Unfortunately, TSR managed to mangle this wonderful idea beyond recognition. Putting two monsters on each page, making the binders very poorly, not providing a third binder to take all the expansions, making the pages on thin, easily-torn paper... :(

Despite all that, despite their being 2e when I was running RC basic, they were still twice as convenient as the modern monster books. Especially pre-Monsternomicon/pre-MM3 books that don't have one monster to a page. :mad:
 

Interesting stab at making RPG products disposable (and thus more profitable), but ultimately flawed for the reasons repeatedly stated above.
 

I'm one of the few that liked 'em, mainly due to the fact that I could pull out the sheet of each monster when featuring combats with multiple different monsters.

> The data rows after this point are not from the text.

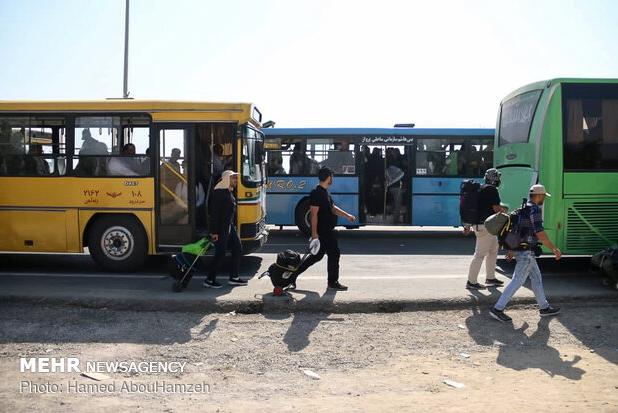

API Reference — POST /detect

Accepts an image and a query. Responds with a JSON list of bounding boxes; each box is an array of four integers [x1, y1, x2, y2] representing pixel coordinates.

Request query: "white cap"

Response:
[[530, 184, 551, 197]]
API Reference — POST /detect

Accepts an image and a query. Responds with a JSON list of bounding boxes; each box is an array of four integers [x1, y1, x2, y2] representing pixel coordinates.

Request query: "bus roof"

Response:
[[0, 99, 259, 122], [500, 77, 618, 104], [0, 99, 251, 112], [262, 128, 495, 138]]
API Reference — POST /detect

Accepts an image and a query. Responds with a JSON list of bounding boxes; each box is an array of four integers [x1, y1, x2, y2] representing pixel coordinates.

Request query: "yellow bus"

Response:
[[0, 99, 268, 271]]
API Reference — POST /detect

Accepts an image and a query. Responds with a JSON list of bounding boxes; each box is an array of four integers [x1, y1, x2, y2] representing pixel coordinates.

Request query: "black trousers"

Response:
[[208, 225, 242, 281], [294, 231, 341, 284]]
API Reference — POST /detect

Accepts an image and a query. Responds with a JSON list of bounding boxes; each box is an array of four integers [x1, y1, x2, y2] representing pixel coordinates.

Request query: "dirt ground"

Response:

I did have the problems that others have mentioned above, though - but I still find that format more convenient than the multiple hardcovers that exist today.
 

MoogleEmpMog said:
A truly superb idea, 100% better (if not 422% better!) than sticking a bunch of monsters in a non-customizable book. I would love to see all monsters, spells, classes, prestige classes and even settings produced in this format.

Unfortunately, TSR managed to mangle this wonderful idea beyond recognition. Putting two monsters on each page, making the binders very poorly, not providing a third binder to take all the expansions, making the pages on thin, easily-torn paper... :(

Despite all that, despite their being 2e when I was running RC basic, they were still twice as convenient as the modern monster books. Especially pre-Monsternomicon/pre-MM3 books that don't have one monster to a page. :mad:

I totally agree. They only made 2 binders (doh!). I did like the concept for the later spell compendiums and treasure books. Would have preferred one huge book to 4 smaller ones though.